David Bertoni 写道:
caox wrote:
David Bertoni 写道:
caox wrote:
Alberto Massari 写道:
Have a look at the MemParse sample.
Alberto
caox wrote:
Hi
I am using the xercesc3.0.1 for xml parsing.
How can I check whether the input source from a byte steam is
well-formed xml format? Since I want my program to raise an
exception when it receives files other than xml.
Appreciate your help.
Thanks a lot. I have tried the sample DOMPrint which could throw an
exception as expect when encountered a bad-formed xml file.
But when I use xqilla to create a DOMParser, it seems can accept
all kinds of files. The code is below:
AutoRelease<DOMLSParser>
parser(xqillaImplementation->createLSParser(DOMImplementationLS::MODE_SYNCHRONOUS,
0));
And this puzzled me a lot.
Did you create a custom ErrorHandler instance and install it in the
parser?
Dave
I didn't.But how to install a ErrorHandler instance in a DOMLSParser
instance. I don't find the setXXX() method for this.
OK, you actually need a DOMErrorHandler, rather than an ErrorHandler.
The DOMPrint sample application has an example of setting the correct
DOMConfiguration property.

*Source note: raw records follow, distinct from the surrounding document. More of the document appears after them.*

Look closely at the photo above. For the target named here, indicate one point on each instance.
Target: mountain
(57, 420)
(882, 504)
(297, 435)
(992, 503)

To adapt it to your use, just call
DOMLSParser::getDomConfig() and the set the property:
DOMErrorHandler* myErrorHandler = new myDOMErrorHandler();
DOMConfiguration* config = parser->getDomConfig();
config->setParameter(XMLUni::fgDOMErrorHandler, myErrorHandler);
Dave
I have modified the code in DOMPrint sample to use DOMLSParserImpl
instead of XercesDOMParser for testing, like below:
DOMLSParserImpl* parser = new DOMLSParserImpl;
DOMConfiguration* domConfig = parser->getDomConfig();
DOMTreeErrorReporter *errReporter = new DOMTreeErrorReporter();
domConfig->setParameter(XMLUni::fgDOMErrorHandler, errReporter);
And the result is quite different from using XercesDOMParser.
XercesDOMParser *parser = new XercesDOMParser;
DOMTreeErrorReporter *errReporter = new DOMTreeErrorReporter();
parser->setErrorHandler(errReporter);
The code has been attached. Could you please find where the problem is?
/*
* Licensed to the Apache Software Foundation (ASF) under one or more
* contributor license agreements. See the NOTICE file distributed with
* this work for additional information regarding copyright ownership.

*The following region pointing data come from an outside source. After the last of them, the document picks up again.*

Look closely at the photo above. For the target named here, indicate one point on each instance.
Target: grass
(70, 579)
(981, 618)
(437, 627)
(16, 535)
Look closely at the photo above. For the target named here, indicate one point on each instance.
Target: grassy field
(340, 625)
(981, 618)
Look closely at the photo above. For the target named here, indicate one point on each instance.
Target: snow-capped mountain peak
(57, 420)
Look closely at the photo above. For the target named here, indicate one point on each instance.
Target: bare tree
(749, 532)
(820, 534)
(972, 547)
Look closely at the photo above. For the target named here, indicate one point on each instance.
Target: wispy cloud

* The ASF licenses this file to You under the Apache License, Version 2.0
* (the "License"); you may not use this file except in compliance with
* the License. You may obtain a copy of the License at
*
* http://www.apache.org/licenses/LICENSE-2.0
*
* Unless required by applicable law or agreed to in writing, software
* distributed under the License is distributed on an "AS IS" BASIS,
* WITHOUT WARRANTIES OR CONDITIONS OF ANY KIND, either express or implied.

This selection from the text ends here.